This is an interesting article on disability insurance and how to prepare to make a disability claim. There is a lot of information that the insurer will need in order to make a successful disability claim. If you need help in making your claim, call us. We are here to help!
This week, an update on disability insurance. You may remember a column on that topic a few months ago. Well, after that piece was published, I received a comment on my website (JeanChatzky.com) from a reader named Bob who wanted to share his story. He, like many people, had relied on disability coverage through his employer. In my column, I noted that this coverage, while helpful and cheap (sometimes free), is typically not enough.
Bob experienced that — and then some. To make a long and painful story short, he said he had to produce “reams of documentation regarding every test and office visit with five doctors.” His insurer also required policyholders to acquire the maximum amount of Social Security Disability Insurance, which his disability policy then supplemented.
This requirement is common with group coverage: Your policy may call for replacement of a percentage of your income — in most cases, 60 percent. If you are approved for SSDI, your benefit covers what SSDI does not. Say 60 percent of your income is $3,000 a month, and you qualify for $1,800 from SSDI. Your insurer would then provide only the remaining $1,200 a month. And approval for SSDI is by no means guaranteed. According to a 2010 report by the Social Security Administration, about 75 percent of people who apply are turned down the first time around; half eventually get approved after appealing, which can take three or four years.

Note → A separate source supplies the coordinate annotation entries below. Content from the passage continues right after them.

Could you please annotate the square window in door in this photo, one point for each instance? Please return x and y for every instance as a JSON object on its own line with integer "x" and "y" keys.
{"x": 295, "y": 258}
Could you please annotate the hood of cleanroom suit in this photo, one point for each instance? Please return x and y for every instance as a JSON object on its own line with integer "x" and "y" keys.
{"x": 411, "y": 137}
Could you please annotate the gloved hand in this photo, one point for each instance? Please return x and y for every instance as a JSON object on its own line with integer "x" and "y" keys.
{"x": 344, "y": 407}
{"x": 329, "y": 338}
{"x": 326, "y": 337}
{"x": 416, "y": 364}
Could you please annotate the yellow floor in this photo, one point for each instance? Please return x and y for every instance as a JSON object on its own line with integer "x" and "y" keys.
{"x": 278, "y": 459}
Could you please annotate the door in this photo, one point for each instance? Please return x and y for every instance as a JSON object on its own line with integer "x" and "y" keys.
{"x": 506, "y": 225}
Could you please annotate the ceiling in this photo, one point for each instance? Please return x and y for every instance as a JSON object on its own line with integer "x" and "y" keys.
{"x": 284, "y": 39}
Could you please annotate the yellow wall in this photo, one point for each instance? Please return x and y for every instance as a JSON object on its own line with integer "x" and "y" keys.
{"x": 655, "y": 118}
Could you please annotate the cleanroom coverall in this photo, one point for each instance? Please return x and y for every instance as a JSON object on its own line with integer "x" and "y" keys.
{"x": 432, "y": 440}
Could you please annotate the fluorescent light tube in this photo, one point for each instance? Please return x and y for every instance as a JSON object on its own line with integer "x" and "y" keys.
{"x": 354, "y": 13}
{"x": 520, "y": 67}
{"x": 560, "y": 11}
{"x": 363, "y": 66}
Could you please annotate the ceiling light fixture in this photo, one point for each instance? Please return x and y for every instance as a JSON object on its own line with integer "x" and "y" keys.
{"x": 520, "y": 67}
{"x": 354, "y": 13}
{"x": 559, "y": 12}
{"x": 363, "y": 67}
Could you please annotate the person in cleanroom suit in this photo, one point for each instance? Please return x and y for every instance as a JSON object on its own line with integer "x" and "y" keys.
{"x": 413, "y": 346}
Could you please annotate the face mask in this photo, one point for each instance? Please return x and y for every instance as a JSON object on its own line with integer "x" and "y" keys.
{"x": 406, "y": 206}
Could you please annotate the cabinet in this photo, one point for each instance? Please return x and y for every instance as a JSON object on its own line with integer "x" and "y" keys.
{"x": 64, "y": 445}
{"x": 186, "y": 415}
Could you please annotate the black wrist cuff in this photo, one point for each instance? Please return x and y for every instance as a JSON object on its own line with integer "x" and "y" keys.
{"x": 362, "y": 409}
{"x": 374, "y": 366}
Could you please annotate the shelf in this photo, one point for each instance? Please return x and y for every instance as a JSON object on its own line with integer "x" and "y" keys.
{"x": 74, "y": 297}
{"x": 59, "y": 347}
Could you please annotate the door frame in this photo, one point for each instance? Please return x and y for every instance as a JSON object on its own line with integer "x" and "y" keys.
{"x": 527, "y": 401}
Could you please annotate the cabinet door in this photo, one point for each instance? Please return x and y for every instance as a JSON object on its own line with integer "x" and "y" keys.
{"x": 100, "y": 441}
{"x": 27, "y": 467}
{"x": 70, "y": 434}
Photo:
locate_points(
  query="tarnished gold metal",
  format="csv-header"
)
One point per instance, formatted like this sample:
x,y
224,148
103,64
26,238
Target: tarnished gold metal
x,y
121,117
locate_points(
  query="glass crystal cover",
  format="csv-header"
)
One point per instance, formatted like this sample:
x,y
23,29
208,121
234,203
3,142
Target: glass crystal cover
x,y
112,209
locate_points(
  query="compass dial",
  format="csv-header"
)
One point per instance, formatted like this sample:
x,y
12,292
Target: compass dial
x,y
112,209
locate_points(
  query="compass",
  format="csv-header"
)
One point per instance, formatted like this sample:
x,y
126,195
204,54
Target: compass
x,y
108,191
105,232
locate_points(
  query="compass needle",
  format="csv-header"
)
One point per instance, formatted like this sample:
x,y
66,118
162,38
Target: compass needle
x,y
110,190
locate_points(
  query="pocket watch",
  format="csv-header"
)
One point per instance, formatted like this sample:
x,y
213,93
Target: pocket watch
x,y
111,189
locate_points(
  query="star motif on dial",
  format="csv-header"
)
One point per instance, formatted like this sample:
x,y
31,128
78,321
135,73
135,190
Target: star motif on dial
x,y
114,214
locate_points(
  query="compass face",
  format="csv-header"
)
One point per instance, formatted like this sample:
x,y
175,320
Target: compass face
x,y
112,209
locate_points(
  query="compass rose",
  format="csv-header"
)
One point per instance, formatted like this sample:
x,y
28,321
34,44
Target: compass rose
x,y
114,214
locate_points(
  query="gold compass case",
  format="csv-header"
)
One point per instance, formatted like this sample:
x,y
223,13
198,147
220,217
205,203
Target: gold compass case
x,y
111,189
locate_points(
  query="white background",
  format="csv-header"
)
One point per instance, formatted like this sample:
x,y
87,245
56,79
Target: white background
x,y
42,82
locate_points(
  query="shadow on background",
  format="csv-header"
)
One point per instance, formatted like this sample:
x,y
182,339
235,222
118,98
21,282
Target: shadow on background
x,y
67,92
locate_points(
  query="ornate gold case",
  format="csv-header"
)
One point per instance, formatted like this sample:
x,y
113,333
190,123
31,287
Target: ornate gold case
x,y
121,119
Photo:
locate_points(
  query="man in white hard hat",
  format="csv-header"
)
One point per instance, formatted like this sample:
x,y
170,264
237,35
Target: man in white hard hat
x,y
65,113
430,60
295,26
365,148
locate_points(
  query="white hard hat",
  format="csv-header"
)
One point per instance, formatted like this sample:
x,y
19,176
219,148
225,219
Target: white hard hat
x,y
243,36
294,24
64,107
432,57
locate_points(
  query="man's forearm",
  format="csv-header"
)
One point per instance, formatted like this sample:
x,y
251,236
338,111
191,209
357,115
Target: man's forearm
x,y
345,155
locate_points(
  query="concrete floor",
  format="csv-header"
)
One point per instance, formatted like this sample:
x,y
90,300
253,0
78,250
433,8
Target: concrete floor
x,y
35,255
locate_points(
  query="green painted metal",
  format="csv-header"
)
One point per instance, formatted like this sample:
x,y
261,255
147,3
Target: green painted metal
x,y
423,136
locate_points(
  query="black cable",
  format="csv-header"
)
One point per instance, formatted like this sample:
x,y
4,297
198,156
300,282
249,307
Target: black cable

It’s important to understand that disability insurers do approve the majority of claims they receive, says Whit Cornman, a spokesman for the American Council of Life Insurers. “A 2010 industry study, conducted by Gen Re and representing the majority of group disability carriers, indicated that 75.9 percent of submitted long-term disability claims were approved,” he says. “Of those claims not approved, 23 percent were not paid because the claimant had never met the elimination period.” That is to say, they recovered or returned to work before the insurance was set to kick in.
But there are key differences between individual and group coverages. One of these discrepancies has to do with a policyholder’s consumer rights, says Frank Darras, an insurance attorney in California. If an individual disability insurer wrongfully denies or delays benefits, in some states you can sue for damages or emotional distress — which is important because in many cases if your benefits are delayed, you may not be able to pay your monthly bills. This can have long-term ramifications, ranging from a tarnished credit report to foreclosure.
Under ERISA (the Employee Retirement Income Security Act of 1974), that’s not true in the case of most group policies, Cornman explains. “While ERISA limits punitive damages in cases that are decided in the courts, it does allow judges the discretion to award attorney fees.” Whether your group plan is governed by ERISA is based on how your employer sets it up.
Here’s the thing, though: For many, group disability is the only affordable option. If you can afford an individual policy, by all means, look into one. If you can’t, take the group coverage. And if you need to invoke it, and you’re denied, appeal — the right way.